Er wordt nu wel eens lacherig terug gekeken op de eerste 3D computeranimaties. Niet alles heeft de tand des tijd even goed doorstaan. Deze stationcall heeft dat wel. Dijkslag heeft de computer namelijk iets laten doen waar de computer bij uitstek goed in is: rekenen. Voor een mens is het behoorlijk lastig om de geometrische vormen precies kloppend en in perspectief te laten bewegen en draaien, een gigantisch teken- en rekenwerk. Voor de computer een makkie.

Zeldzame haan

Televisie wordt niet altijd bewaard. We kennen allemaal wel het verhaal van de overgespoelde afleveringen van Ja zuster, nee zuster. Zo is van televisievormgeving van vroeger helemaal weining bewaard gebleven. Want áls je dan iets bewaard zijn dat natuurlijk de programma’s en niet de kleine stukjes ertussen. Een hele klus dus als je op zoek bent naar nét die ene stationcall.

Een regelmatig terugkerende vraag aan de researchers bij het Nederlands Instituut voor Beeld en Geluid is waar toch die mooie leaders van Swip Stolks VARA-haan zijn gebleven. Lange, moeizame zoektochten leveren nauwelijks iets op: een deel van een openingscall, een ledenwerfspotje. Terwijl Stolk en René Coelho vele tientallen filmpjes gemaakt moeten hebben.

De zoektocht leidt eerst naar het Nederlands Instituut voor Mediakunst. Logisch, want dat instituut werd immers opgericht door Coelho in 1978. Hetzelfde jaar dat hij en Stolk de complete VARA-vormgeving onder handen nemen. De catalogus geeft het verlossende antwoord: het is bewaard gebleven! In de depots van het Groningen Museum ligt een band met ruim een uur materiaal. Ook heel logisch want daar werd de VARA-haan tentoongesteld toen hij van het beeldscherm verdween. Stolk wordt daarna zo’n beetje de vaste ontwerper bij het museum.

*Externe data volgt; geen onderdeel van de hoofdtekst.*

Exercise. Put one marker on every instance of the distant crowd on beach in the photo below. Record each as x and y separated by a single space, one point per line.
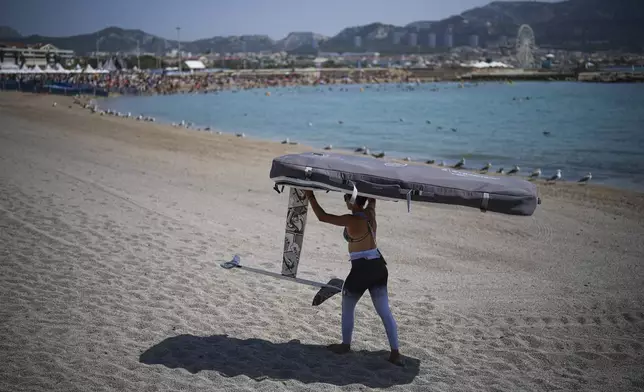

In wat voor staat de (video?)band is en wat er precies opstaat moet ik nog uitzoeken. Tot die tijd moeten we het doen met deze kleine beetjes die door Michel van Dijk verzameld zijn.

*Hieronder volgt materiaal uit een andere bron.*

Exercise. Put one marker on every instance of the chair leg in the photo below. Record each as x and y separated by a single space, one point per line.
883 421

Kunstfluiter in stationcall

Televisievormgeving is voor de helft geluid. De muziek -en niet het beeld- roept je vanuit de keuken terug naar de televisie; ‘Je programma begint!’

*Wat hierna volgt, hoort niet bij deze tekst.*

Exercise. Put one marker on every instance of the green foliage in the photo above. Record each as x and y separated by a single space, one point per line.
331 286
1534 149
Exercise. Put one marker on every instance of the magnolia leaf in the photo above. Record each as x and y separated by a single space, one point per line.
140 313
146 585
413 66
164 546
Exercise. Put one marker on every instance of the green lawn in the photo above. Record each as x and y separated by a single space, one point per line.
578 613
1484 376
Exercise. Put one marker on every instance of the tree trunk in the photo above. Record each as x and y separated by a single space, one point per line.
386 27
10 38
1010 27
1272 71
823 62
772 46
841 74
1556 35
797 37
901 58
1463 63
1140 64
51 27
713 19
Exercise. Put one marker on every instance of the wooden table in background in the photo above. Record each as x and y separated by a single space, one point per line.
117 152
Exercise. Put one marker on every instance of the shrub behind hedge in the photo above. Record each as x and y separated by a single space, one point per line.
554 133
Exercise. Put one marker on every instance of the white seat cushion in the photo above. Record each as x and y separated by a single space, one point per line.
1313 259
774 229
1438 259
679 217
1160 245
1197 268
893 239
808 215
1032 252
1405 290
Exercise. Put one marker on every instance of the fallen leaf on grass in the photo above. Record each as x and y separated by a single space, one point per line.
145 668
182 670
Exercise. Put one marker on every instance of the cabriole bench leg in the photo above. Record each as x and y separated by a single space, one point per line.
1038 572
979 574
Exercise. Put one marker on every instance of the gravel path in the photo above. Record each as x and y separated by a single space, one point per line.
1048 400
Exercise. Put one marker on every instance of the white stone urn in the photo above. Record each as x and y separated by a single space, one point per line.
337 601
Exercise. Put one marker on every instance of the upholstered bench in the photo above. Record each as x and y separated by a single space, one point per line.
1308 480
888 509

Voor de identiteit van een omroepvereniging is muziek ook een belangrijk herkenningsteken. Zo heeft de VPRO heeft sinds begin jaren tachtig vaste openingsmuziek: de intro van het nummer ‘Here is the news’ van ELO. In de jaren tachtig nog zo’n 25 seconden te horen, nu ingekort tot 4 seconden. Maar net zo herkenbaar als toen. Het fragment werd uitgekozen door Fred van Dijk, destijds eindregisseur. Hij was degene die samen met de vaste VPRO-ontwerper de ruimtes tussen de programma’s vormgaf, op de typische VPRO-manier (zonder omroepster in beeld!).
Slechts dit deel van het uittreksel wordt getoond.